Potentiation of anticancer-drug cytotoxicity by multidrug-resistance chemosensitizers involves alterations in membrane fluidity leading to increased membrane permeability.

We are studying the mechanism underlying chemosensitization of anticancer-drug cytotoxicity in wild-type and multidrug-resistant (MDR) mammalian cells. We show here that the chemosensitizers, reserpine and verapamil, display a dramatic potentiation of taxol, anthracycline and Vinca alkaloids cytotoxicity in P-glycoprotein-(P-gp)-deficient hamster and human nasopharyngeal carcinoma cells. We have therefore utilized this phenomenon to probe for the putative P-gp-independent component of cytotoxicity chemosensitization. These chemosensitizers yielded a marked increase in the accumulation of taxol in parental hamster and human carcinoma cells that are devoid of P-gp. These chemosensitizers and non-ionic detergents brought about a pronounced increase in the accumulation of structurally and mechanistically diverse lipophilic chromophores in parental and MDR hamster cells. Furthermore, non-toxic concentrations of these non-ionic detergents yielded a marked potentiation of taxol cytotoxicity in parental cells. These findings were consistent with a chemosensitizer-mediated, P-gp-independent increase in membrane permeability.

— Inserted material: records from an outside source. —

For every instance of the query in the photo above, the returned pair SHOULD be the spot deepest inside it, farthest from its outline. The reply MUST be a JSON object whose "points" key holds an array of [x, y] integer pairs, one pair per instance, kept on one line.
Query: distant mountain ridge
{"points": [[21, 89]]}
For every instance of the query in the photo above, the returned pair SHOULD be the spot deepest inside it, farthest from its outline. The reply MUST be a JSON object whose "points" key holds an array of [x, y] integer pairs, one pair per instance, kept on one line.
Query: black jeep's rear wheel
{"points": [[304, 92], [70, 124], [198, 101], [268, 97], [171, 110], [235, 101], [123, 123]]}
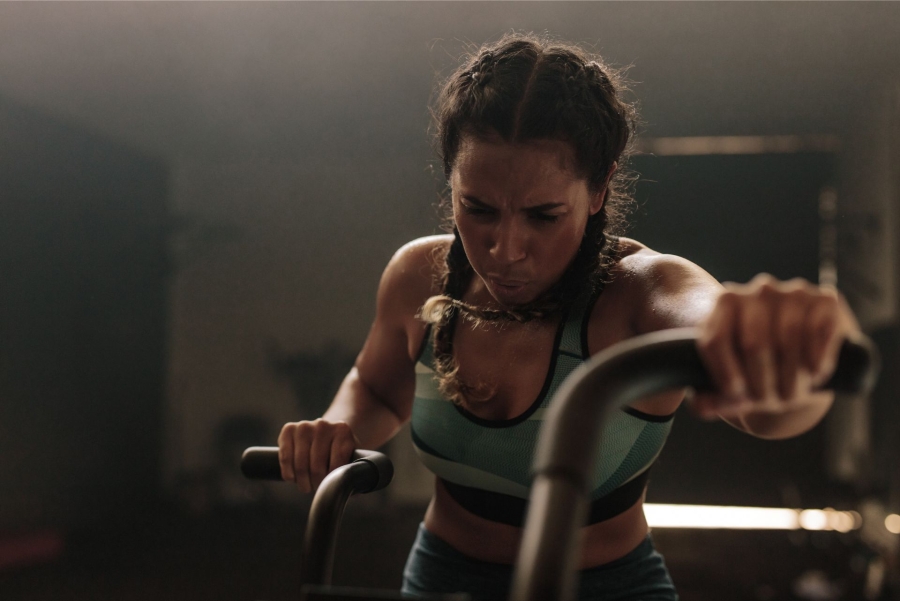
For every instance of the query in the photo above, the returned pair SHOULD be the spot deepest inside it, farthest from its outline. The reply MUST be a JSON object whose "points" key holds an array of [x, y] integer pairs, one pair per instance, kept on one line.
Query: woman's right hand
{"points": [[309, 450]]}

Thus, several aspects of chemosensitizers' interaction with lipid bilayers and biomembranes were studied. In this respect, like various mild detergents, chemosensitizers induced a dose-dependent leakage of carboxyfluorescein encapsulated in liposomes. Like specialized membrane fluidizers, various chemosensitizers induced a dose-dependent membrane fluidization (and sometimes rigidification) in both liposomes and various wild-type and MDR animal and human cells, as revealed by diphenylhexatriene fluorescence polarization. Furthermore, a favorable correlation was observed between the ability of chemosensitizers to permeabilize lipid bilayers and their capacity to potentiate anticancer-drug cytotoxicity. Thus, we propose that chemosensitizer-mediated changes in the physical properties of biomembranes, including altered fluidity and increased permeability, may be important factors in achieving potentiation of anticancer-drug cytotoxicity in wild-type and MDR mammalian cells. This study offers a basis for the chemosensitizer-mediated potentiation of drug toxicity to healthy tissues, thus emphasizing the importance of a prior evaluation of the potential untoward toxicity when simultaneously using MDR chemosensitizers and cytotoxic agents in the clinic.